# turning a duck call



## b-stick (Mar 24, 2012)

im interested in turning a few calls for some close friends..

what should i buy in order to turn these??


----------



## brown down (Mar 2, 2010)

i have made a lot of calls. you can buy the guts online through HUT i think penn state industries may carry them as well. you are going to want to make some mandrels, i started with wood and than had a custom metal expanding one made. HUT i believe sells a started kit for turning game calls!!!! they are fun to make! tuning them can become an issue but if you know what sound you are looking for you shouldn't have a problem


----------



## b-stick (Mar 24, 2012)

what mandrel do i need to buy??

or what will i need to make one??


----------



## brown down (Mar 2, 2010)

YOU can turn one out of wood and cut o rings in to hold the place, but they tend to break and you have to start over making another one i got frustrated and had one made. i chuck the one i have now and use my live center to make sure it is running true! than i take the piece of wood slide it on tighten the screw and it will not move!!


----------



## Whaler (Mar 9, 2011)

I have done several from Craft Supply.

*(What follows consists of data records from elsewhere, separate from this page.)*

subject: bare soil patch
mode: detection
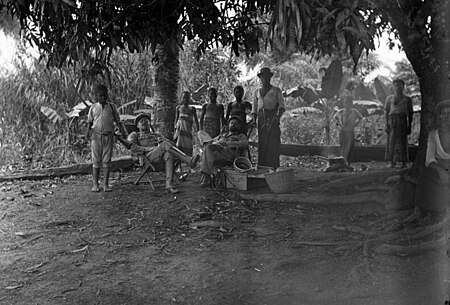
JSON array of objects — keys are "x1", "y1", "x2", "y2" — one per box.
[{"x1": 0, "y1": 163, "x2": 449, "y2": 305}]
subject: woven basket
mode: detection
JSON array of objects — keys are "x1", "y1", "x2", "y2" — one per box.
[{"x1": 265, "y1": 168, "x2": 294, "y2": 193}]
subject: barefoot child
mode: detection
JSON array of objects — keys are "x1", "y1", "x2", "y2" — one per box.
[
  {"x1": 200, "y1": 87, "x2": 224, "y2": 138},
  {"x1": 174, "y1": 91, "x2": 199, "y2": 156},
  {"x1": 86, "y1": 85, "x2": 127, "y2": 192}
]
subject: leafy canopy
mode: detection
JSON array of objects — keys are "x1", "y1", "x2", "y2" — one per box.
[{"x1": 0, "y1": 0, "x2": 386, "y2": 67}]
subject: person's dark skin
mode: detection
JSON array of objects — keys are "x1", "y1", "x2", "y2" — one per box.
[
  {"x1": 225, "y1": 86, "x2": 252, "y2": 129},
  {"x1": 200, "y1": 88, "x2": 224, "y2": 130},
  {"x1": 386, "y1": 82, "x2": 414, "y2": 168},
  {"x1": 252, "y1": 74, "x2": 286, "y2": 122},
  {"x1": 175, "y1": 91, "x2": 199, "y2": 130}
]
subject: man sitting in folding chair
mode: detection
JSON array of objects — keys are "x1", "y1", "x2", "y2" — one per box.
[
  {"x1": 199, "y1": 115, "x2": 248, "y2": 186},
  {"x1": 128, "y1": 113, "x2": 200, "y2": 194}
]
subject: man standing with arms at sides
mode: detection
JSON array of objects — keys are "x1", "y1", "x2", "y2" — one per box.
[
  {"x1": 384, "y1": 79, "x2": 413, "y2": 167},
  {"x1": 200, "y1": 87, "x2": 224, "y2": 138},
  {"x1": 252, "y1": 67, "x2": 285, "y2": 169},
  {"x1": 86, "y1": 85, "x2": 127, "y2": 192},
  {"x1": 225, "y1": 85, "x2": 252, "y2": 135}
]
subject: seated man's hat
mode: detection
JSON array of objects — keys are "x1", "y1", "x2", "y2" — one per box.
[
  {"x1": 435, "y1": 100, "x2": 450, "y2": 115},
  {"x1": 228, "y1": 115, "x2": 244, "y2": 124},
  {"x1": 134, "y1": 113, "x2": 152, "y2": 126}
]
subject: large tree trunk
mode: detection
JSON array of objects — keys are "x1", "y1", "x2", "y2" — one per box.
[
  {"x1": 153, "y1": 42, "x2": 180, "y2": 139},
  {"x1": 378, "y1": 0, "x2": 450, "y2": 173}
]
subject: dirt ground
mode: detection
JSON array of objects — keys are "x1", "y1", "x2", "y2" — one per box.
[{"x1": 0, "y1": 160, "x2": 449, "y2": 305}]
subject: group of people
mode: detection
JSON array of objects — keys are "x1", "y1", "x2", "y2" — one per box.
[
  {"x1": 87, "y1": 68, "x2": 450, "y2": 223},
  {"x1": 87, "y1": 68, "x2": 285, "y2": 193}
]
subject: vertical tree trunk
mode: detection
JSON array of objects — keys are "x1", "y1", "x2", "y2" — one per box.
[{"x1": 153, "y1": 44, "x2": 180, "y2": 139}]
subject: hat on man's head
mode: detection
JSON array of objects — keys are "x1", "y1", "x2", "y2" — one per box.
[
  {"x1": 258, "y1": 67, "x2": 273, "y2": 77},
  {"x1": 228, "y1": 115, "x2": 243, "y2": 124},
  {"x1": 134, "y1": 113, "x2": 152, "y2": 126},
  {"x1": 392, "y1": 78, "x2": 405, "y2": 86},
  {"x1": 434, "y1": 100, "x2": 450, "y2": 115}
]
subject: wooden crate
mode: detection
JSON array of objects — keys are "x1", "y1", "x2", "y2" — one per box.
[{"x1": 225, "y1": 169, "x2": 267, "y2": 191}]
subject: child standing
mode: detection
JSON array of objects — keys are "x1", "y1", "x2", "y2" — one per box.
[
  {"x1": 86, "y1": 85, "x2": 127, "y2": 192},
  {"x1": 200, "y1": 87, "x2": 224, "y2": 138},
  {"x1": 174, "y1": 91, "x2": 199, "y2": 156}
]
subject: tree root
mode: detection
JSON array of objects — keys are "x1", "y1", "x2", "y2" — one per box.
[{"x1": 374, "y1": 236, "x2": 447, "y2": 256}]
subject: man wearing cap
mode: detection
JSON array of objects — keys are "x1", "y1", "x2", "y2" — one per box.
[
  {"x1": 384, "y1": 79, "x2": 413, "y2": 167},
  {"x1": 128, "y1": 113, "x2": 199, "y2": 194},
  {"x1": 200, "y1": 115, "x2": 248, "y2": 186},
  {"x1": 252, "y1": 67, "x2": 285, "y2": 168}
]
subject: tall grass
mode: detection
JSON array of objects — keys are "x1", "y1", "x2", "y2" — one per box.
[{"x1": 0, "y1": 44, "x2": 156, "y2": 171}]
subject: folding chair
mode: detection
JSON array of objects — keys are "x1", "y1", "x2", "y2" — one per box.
[
  {"x1": 114, "y1": 134, "x2": 166, "y2": 190},
  {"x1": 134, "y1": 154, "x2": 166, "y2": 190}
]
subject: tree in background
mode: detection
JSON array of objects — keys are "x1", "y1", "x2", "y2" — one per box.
[{"x1": 0, "y1": 0, "x2": 450, "y2": 171}]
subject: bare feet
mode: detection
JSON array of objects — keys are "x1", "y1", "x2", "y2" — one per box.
[{"x1": 166, "y1": 186, "x2": 180, "y2": 194}]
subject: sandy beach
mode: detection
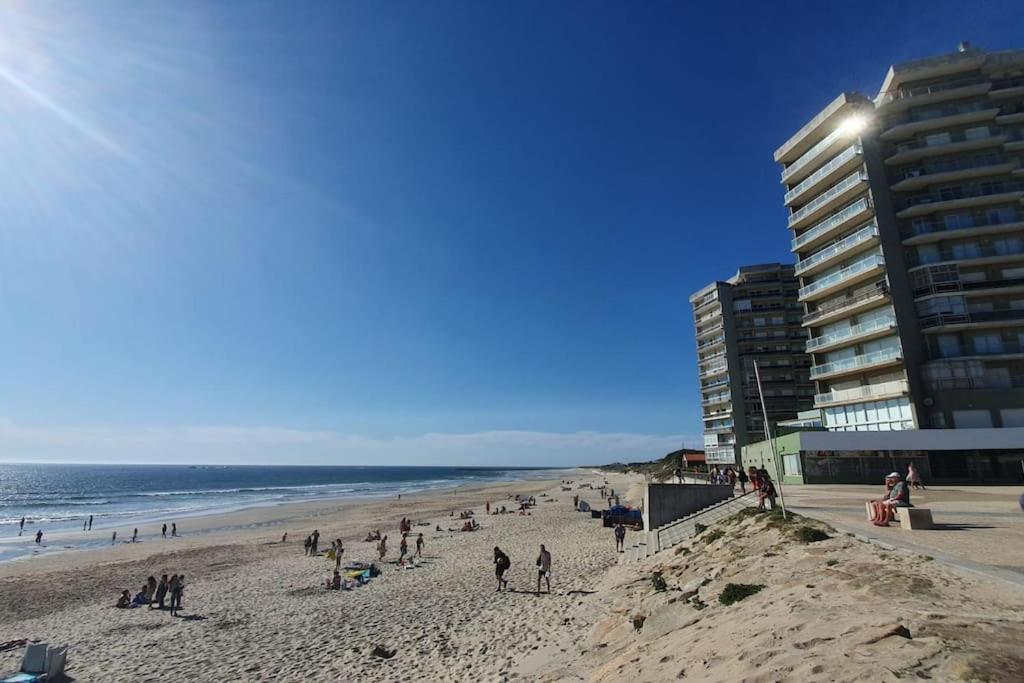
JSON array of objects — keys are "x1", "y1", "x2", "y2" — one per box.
[
  {"x1": 0, "y1": 472, "x2": 632, "y2": 681},
  {"x1": 0, "y1": 471, "x2": 1024, "y2": 682}
]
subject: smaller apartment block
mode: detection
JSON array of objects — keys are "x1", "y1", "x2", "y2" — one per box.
[{"x1": 690, "y1": 263, "x2": 814, "y2": 464}]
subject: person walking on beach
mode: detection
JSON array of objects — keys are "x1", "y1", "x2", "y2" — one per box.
[
  {"x1": 398, "y1": 533, "x2": 409, "y2": 565},
  {"x1": 537, "y1": 544, "x2": 551, "y2": 595},
  {"x1": 150, "y1": 573, "x2": 167, "y2": 609},
  {"x1": 170, "y1": 574, "x2": 185, "y2": 616},
  {"x1": 495, "y1": 546, "x2": 512, "y2": 593}
]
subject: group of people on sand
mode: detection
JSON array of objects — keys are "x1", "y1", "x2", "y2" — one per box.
[
  {"x1": 495, "y1": 544, "x2": 551, "y2": 595},
  {"x1": 116, "y1": 573, "x2": 185, "y2": 616}
]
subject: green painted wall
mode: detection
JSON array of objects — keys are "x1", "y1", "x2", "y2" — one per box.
[{"x1": 740, "y1": 432, "x2": 804, "y2": 484}]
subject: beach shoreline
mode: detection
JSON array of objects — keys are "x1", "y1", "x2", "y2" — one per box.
[{"x1": 0, "y1": 468, "x2": 573, "y2": 567}]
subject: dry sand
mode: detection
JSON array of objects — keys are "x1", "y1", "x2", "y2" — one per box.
[
  {"x1": 0, "y1": 473, "x2": 1024, "y2": 683},
  {"x1": 0, "y1": 473, "x2": 636, "y2": 681}
]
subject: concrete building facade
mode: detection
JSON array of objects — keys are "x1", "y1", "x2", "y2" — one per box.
[
  {"x1": 690, "y1": 263, "x2": 814, "y2": 464},
  {"x1": 775, "y1": 45, "x2": 1024, "y2": 431}
]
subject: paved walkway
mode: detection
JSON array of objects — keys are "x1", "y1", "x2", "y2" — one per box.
[{"x1": 783, "y1": 484, "x2": 1024, "y2": 587}]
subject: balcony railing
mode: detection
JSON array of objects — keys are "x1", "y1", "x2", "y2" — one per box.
[
  {"x1": 807, "y1": 315, "x2": 896, "y2": 351},
  {"x1": 919, "y1": 308, "x2": 1024, "y2": 329},
  {"x1": 814, "y1": 380, "x2": 910, "y2": 407},
  {"x1": 798, "y1": 254, "x2": 886, "y2": 299},
  {"x1": 700, "y1": 362, "x2": 729, "y2": 377},
  {"x1": 790, "y1": 170, "x2": 867, "y2": 226},
  {"x1": 811, "y1": 348, "x2": 903, "y2": 379},
  {"x1": 697, "y1": 335, "x2": 725, "y2": 350},
  {"x1": 904, "y1": 180, "x2": 1024, "y2": 209},
  {"x1": 791, "y1": 197, "x2": 871, "y2": 251},
  {"x1": 880, "y1": 77, "x2": 986, "y2": 105},
  {"x1": 794, "y1": 223, "x2": 879, "y2": 275},
  {"x1": 925, "y1": 373, "x2": 1024, "y2": 391},
  {"x1": 891, "y1": 100, "x2": 992, "y2": 125},
  {"x1": 932, "y1": 340, "x2": 1024, "y2": 358},
  {"x1": 700, "y1": 391, "x2": 732, "y2": 405},
  {"x1": 782, "y1": 128, "x2": 844, "y2": 182},
  {"x1": 784, "y1": 143, "x2": 864, "y2": 204},
  {"x1": 804, "y1": 283, "x2": 889, "y2": 325},
  {"x1": 901, "y1": 154, "x2": 1009, "y2": 180},
  {"x1": 913, "y1": 273, "x2": 1024, "y2": 297},
  {"x1": 910, "y1": 209, "x2": 1024, "y2": 237},
  {"x1": 910, "y1": 242, "x2": 1024, "y2": 266}
]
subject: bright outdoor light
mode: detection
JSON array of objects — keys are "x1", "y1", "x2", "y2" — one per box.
[{"x1": 839, "y1": 114, "x2": 867, "y2": 135}]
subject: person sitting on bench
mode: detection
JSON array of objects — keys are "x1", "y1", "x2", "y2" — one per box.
[{"x1": 871, "y1": 472, "x2": 910, "y2": 526}]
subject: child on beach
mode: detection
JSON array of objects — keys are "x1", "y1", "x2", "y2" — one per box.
[
  {"x1": 537, "y1": 544, "x2": 551, "y2": 595},
  {"x1": 150, "y1": 573, "x2": 167, "y2": 609},
  {"x1": 495, "y1": 546, "x2": 512, "y2": 593}
]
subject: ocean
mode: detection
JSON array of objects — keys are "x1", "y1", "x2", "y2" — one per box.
[{"x1": 0, "y1": 464, "x2": 552, "y2": 540}]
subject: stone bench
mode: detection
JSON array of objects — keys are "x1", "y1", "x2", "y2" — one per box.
[{"x1": 864, "y1": 501, "x2": 935, "y2": 529}]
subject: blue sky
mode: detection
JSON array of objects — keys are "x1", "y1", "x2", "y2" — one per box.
[{"x1": 0, "y1": 2, "x2": 1024, "y2": 464}]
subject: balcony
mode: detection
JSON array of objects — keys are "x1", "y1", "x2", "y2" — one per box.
[
  {"x1": 697, "y1": 335, "x2": 725, "y2": 351},
  {"x1": 989, "y1": 77, "x2": 1024, "y2": 99},
  {"x1": 879, "y1": 101, "x2": 999, "y2": 141},
  {"x1": 700, "y1": 377, "x2": 729, "y2": 391},
  {"x1": 784, "y1": 143, "x2": 864, "y2": 206},
  {"x1": 697, "y1": 350, "x2": 725, "y2": 362},
  {"x1": 807, "y1": 315, "x2": 896, "y2": 353},
  {"x1": 811, "y1": 348, "x2": 903, "y2": 380},
  {"x1": 903, "y1": 214, "x2": 1024, "y2": 247},
  {"x1": 931, "y1": 339, "x2": 1024, "y2": 359},
  {"x1": 918, "y1": 308, "x2": 1024, "y2": 330},
  {"x1": 913, "y1": 274, "x2": 1024, "y2": 298},
  {"x1": 794, "y1": 223, "x2": 879, "y2": 275},
  {"x1": 910, "y1": 241, "x2": 1024, "y2": 268},
  {"x1": 790, "y1": 170, "x2": 867, "y2": 229},
  {"x1": 876, "y1": 76, "x2": 992, "y2": 114},
  {"x1": 696, "y1": 321, "x2": 724, "y2": 339},
  {"x1": 782, "y1": 128, "x2": 847, "y2": 184},
  {"x1": 814, "y1": 380, "x2": 910, "y2": 408},
  {"x1": 700, "y1": 362, "x2": 729, "y2": 377},
  {"x1": 797, "y1": 254, "x2": 886, "y2": 301},
  {"x1": 896, "y1": 180, "x2": 1024, "y2": 218},
  {"x1": 790, "y1": 197, "x2": 874, "y2": 252},
  {"x1": 925, "y1": 373, "x2": 1024, "y2": 391},
  {"x1": 892, "y1": 153, "x2": 1020, "y2": 193},
  {"x1": 700, "y1": 391, "x2": 732, "y2": 405},
  {"x1": 804, "y1": 282, "x2": 889, "y2": 327}
]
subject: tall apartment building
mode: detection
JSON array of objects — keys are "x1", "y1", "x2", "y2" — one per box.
[
  {"x1": 690, "y1": 263, "x2": 814, "y2": 464},
  {"x1": 775, "y1": 44, "x2": 1024, "y2": 431}
]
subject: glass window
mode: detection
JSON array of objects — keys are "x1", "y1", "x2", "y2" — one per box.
[{"x1": 953, "y1": 411, "x2": 992, "y2": 429}]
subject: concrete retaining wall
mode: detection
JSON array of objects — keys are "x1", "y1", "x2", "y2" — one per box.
[{"x1": 643, "y1": 483, "x2": 732, "y2": 531}]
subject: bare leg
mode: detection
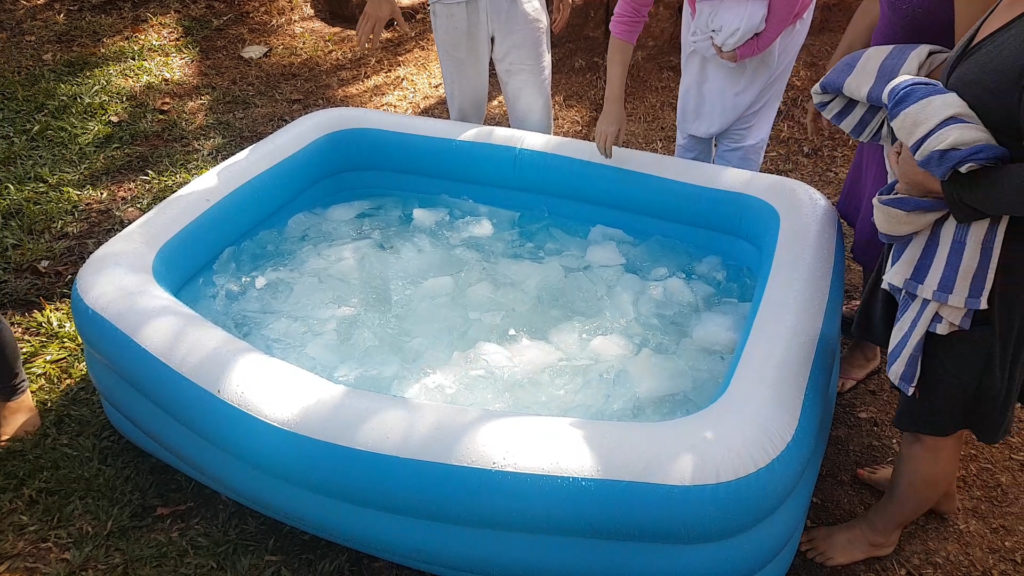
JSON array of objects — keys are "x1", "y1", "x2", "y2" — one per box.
[
  {"x1": 857, "y1": 464, "x2": 958, "y2": 516},
  {"x1": 839, "y1": 340, "x2": 882, "y2": 394},
  {"x1": 800, "y1": 431, "x2": 964, "y2": 566},
  {"x1": 0, "y1": 385, "x2": 41, "y2": 447}
]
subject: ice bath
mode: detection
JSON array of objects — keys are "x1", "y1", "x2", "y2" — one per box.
[{"x1": 73, "y1": 109, "x2": 843, "y2": 575}]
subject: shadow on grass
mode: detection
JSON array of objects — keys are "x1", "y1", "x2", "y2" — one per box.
[{"x1": 0, "y1": 368, "x2": 428, "y2": 576}]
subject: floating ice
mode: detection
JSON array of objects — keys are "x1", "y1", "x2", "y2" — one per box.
[
  {"x1": 179, "y1": 197, "x2": 754, "y2": 421},
  {"x1": 585, "y1": 241, "x2": 626, "y2": 266}
]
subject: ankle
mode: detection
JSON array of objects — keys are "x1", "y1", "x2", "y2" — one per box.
[{"x1": 860, "y1": 504, "x2": 906, "y2": 547}]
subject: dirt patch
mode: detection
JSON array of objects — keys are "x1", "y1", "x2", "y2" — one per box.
[{"x1": 6, "y1": 0, "x2": 1024, "y2": 576}]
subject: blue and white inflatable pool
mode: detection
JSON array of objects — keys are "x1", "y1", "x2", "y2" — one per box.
[{"x1": 73, "y1": 109, "x2": 843, "y2": 576}]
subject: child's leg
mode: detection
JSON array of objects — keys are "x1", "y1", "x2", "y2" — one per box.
[
  {"x1": 715, "y1": 0, "x2": 814, "y2": 171},
  {"x1": 676, "y1": 131, "x2": 715, "y2": 162},
  {"x1": 430, "y1": 0, "x2": 490, "y2": 124},
  {"x1": 715, "y1": 108, "x2": 778, "y2": 172},
  {"x1": 488, "y1": 0, "x2": 552, "y2": 134},
  {"x1": 0, "y1": 317, "x2": 40, "y2": 447},
  {"x1": 0, "y1": 317, "x2": 29, "y2": 402},
  {"x1": 676, "y1": 7, "x2": 715, "y2": 163}
]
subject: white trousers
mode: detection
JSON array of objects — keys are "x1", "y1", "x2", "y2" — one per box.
[
  {"x1": 430, "y1": 0, "x2": 552, "y2": 134},
  {"x1": 676, "y1": 3, "x2": 814, "y2": 172}
]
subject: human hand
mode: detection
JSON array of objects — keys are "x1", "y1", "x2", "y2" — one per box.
[
  {"x1": 594, "y1": 105, "x2": 626, "y2": 158},
  {"x1": 889, "y1": 142, "x2": 943, "y2": 198},
  {"x1": 355, "y1": 0, "x2": 409, "y2": 48},
  {"x1": 551, "y1": 0, "x2": 573, "y2": 34},
  {"x1": 711, "y1": 42, "x2": 739, "y2": 64},
  {"x1": 807, "y1": 101, "x2": 830, "y2": 139}
]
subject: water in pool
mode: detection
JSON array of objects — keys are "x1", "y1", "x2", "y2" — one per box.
[{"x1": 179, "y1": 197, "x2": 754, "y2": 421}]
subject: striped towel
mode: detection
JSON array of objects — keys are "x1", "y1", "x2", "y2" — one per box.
[
  {"x1": 814, "y1": 46, "x2": 1010, "y2": 395},
  {"x1": 811, "y1": 44, "x2": 949, "y2": 146}
]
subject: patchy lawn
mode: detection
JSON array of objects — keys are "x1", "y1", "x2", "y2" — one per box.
[{"x1": 0, "y1": 0, "x2": 1024, "y2": 576}]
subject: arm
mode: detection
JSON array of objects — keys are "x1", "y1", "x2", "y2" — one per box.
[
  {"x1": 953, "y1": 0, "x2": 995, "y2": 42},
  {"x1": 594, "y1": 36, "x2": 633, "y2": 158},
  {"x1": 736, "y1": 0, "x2": 815, "y2": 61},
  {"x1": 355, "y1": 0, "x2": 409, "y2": 48},
  {"x1": 942, "y1": 94, "x2": 1024, "y2": 221},
  {"x1": 889, "y1": 94, "x2": 1024, "y2": 222},
  {"x1": 828, "y1": 0, "x2": 881, "y2": 69},
  {"x1": 608, "y1": 0, "x2": 654, "y2": 45}
]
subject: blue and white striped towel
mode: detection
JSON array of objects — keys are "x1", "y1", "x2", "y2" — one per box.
[
  {"x1": 811, "y1": 44, "x2": 949, "y2": 146},
  {"x1": 815, "y1": 46, "x2": 1009, "y2": 395}
]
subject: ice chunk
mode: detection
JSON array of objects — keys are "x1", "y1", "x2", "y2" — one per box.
[
  {"x1": 324, "y1": 200, "x2": 375, "y2": 222},
  {"x1": 413, "y1": 208, "x2": 449, "y2": 228},
  {"x1": 508, "y1": 338, "x2": 564, "y2": 374},
  {"x1": 450, "y1": 216, "x2": 495, "y2": 244},
  {"x1": 587, "y1": 224, "x2": 635, "y2": 244},
  {"x1": 693, "y1": 256, "x2": 725, "y2": 283},
  {"x1": 586, "y1": 242, "x2": 626, "y2": 266},
  {"x1": 587, "y1": 334, "x2": 636, "y2": 360},
  {"x1": 416, "y1": 276, "x2": 455, "y2": 299},
  {"x1": 648, "y1": 266, "x2": 669, "y2": 280}
]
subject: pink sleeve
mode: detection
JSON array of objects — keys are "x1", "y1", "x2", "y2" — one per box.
[
  {"x1": 736, "y1": 0, "x2": 812, "y2": 60},
  {"x1": 608, "y1": 0, "x2": 654, "y2": 45}
]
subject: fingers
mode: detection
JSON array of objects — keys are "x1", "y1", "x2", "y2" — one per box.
[
  {"x1": 594, "y1": 129, "x2": 609, "y2": 158},
  {"x1": 594, "y1": 126, "x2": 612, "y2": 158},
  {"x1": 370, "y1": 14, "x2": 382, "y2": 48},
  {"x1": 391, "y1": 4, "x2": 411, "y2": 34},
  {"x1": 355, "y1": 10, "x2": 370, "y2": 48},
  {"x1": 551, "y1": 0, "x2": 572, "y2": 34}
]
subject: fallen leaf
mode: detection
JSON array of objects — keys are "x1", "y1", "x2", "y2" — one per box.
[
  {"x1": 153, "y1": 502, "x2": 191, "y2": 516},
  {"x1": 242, "y1": 44, "x2": 270, "y2": 60},
  {"x1": 121, "y1": 208, "x2": 142, "y2": 222},
  {"x1": 153, "y1": 97, "x2": 174, "y2": 112}
]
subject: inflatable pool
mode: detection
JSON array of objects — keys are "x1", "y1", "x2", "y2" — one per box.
[{"x1": 73, "y1": 109, "x2": 843, "y2": 576}]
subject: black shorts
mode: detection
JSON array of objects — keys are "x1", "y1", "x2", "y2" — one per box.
[{"x1": 852, "y1": 243, "x2": 1024, "y2": 444}]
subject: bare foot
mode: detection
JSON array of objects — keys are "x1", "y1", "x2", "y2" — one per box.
[
  {"x1": 839, "y1": 340, "x2": 882, "y2": 394},
  {"x1": 0, "y1": 392, "x2": 42, "y2": 446},
  {"x1": 857, "y1": 464, "x2": 959, "y2": 516},
  {"x1": 800, "y1": 517, "x2": 900, "y2": 566}
]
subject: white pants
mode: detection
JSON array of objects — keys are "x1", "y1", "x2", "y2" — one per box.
[
  {"x1": 430, "y1": 0, "x2": 552, "y2": 134},
  {"x1": 676, "y1": 3, "x2": 814, "y2": 171}
]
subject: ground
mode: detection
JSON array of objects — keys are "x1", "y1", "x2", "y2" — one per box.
[{"x1": 0, "y1": 0, "x2": 1024, "y2": 576}]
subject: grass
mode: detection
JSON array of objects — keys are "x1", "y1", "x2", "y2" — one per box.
[{"x1": 0, "y1": 0, "x2": 1024, "y2": 576}]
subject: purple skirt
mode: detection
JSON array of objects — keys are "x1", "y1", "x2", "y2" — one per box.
[{"x1": 836, "y1": 0, "x2": 955, "y2": 272}]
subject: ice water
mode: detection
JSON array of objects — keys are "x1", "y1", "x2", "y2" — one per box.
[{"x1": 179, "y1": 197, "x2": 754, "y2": 421}]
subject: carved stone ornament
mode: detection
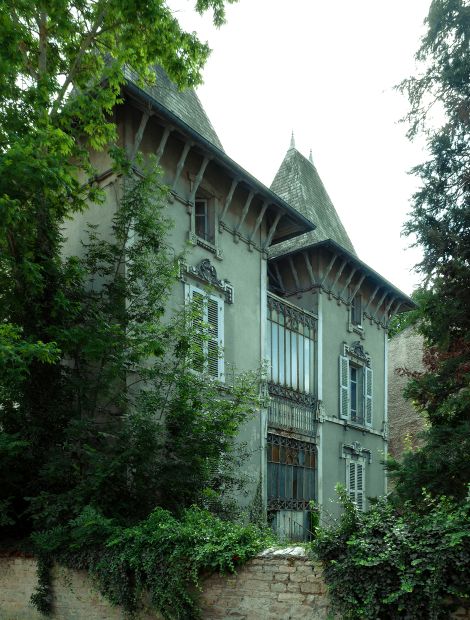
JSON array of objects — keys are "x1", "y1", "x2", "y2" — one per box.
[
  {"x1": 341, "y1": 441, "x2": 372, "y2": 463},
  {"x1": 343, "y1": 340, "x2": 370, "y2": 366},
  {"x1": 183, "y1": 258, "x2": 233, "y2": 304}
]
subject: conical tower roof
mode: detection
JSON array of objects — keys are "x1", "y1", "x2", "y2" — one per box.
[
  {"x1": 271, "y1": 145, "x2": 356, "y2": 255},
  {"x1": 125, "y1": 66, "x2": 224, "y2": 151}
]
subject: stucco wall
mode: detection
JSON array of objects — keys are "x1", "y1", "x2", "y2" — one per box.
[
  {"x1": 0, "y1": 547, "x2": 329, "y2": 620},
  {"x1": 388, "y1": 327, "x2": 424, "y2": 458}
]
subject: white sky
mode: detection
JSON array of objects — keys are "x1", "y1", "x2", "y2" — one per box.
[{"x1": 168, "y1": 0, "x2": 430, "y2": 294}]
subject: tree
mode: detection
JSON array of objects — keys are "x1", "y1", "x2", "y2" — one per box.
[
  {"x1": 0, "y1": 0, "x2": 264, "y2": 538},
  {"x1": 394, "y1": 0, "x2": 470, "y2": 499}
]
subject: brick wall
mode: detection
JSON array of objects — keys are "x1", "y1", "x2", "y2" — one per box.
[
  {"x1": 388, "y1": 327, "x2": 424, "y2": 459},
  {"x1": 0, "y1": 547, "x2": 470, "y2": 620}
]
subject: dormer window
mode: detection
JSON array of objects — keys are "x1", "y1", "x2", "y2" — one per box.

They mention using a mandrel but they are easily done between centers.
http://www.woodturnerscatalog.com/s...Winglock_Game_Call_Kit___winglock_calls?Args=


----------



## brown down (Mar 2, 2010)

you can def turn them between centers, but in my opinion in order to get a quality sanding job on the inside the call a mandrel is the way to go. you can take that piece and flip it around to really get both ends really well. unless you are an experienced turner than a mandrel is the way to go. thats just my opinion


----------



## BassBlaster (Nov 21, 2010)

Do you allready own a Nova chuck? Just buy a set of pin jaws for it.

Another option is to make a pin chuck.


----------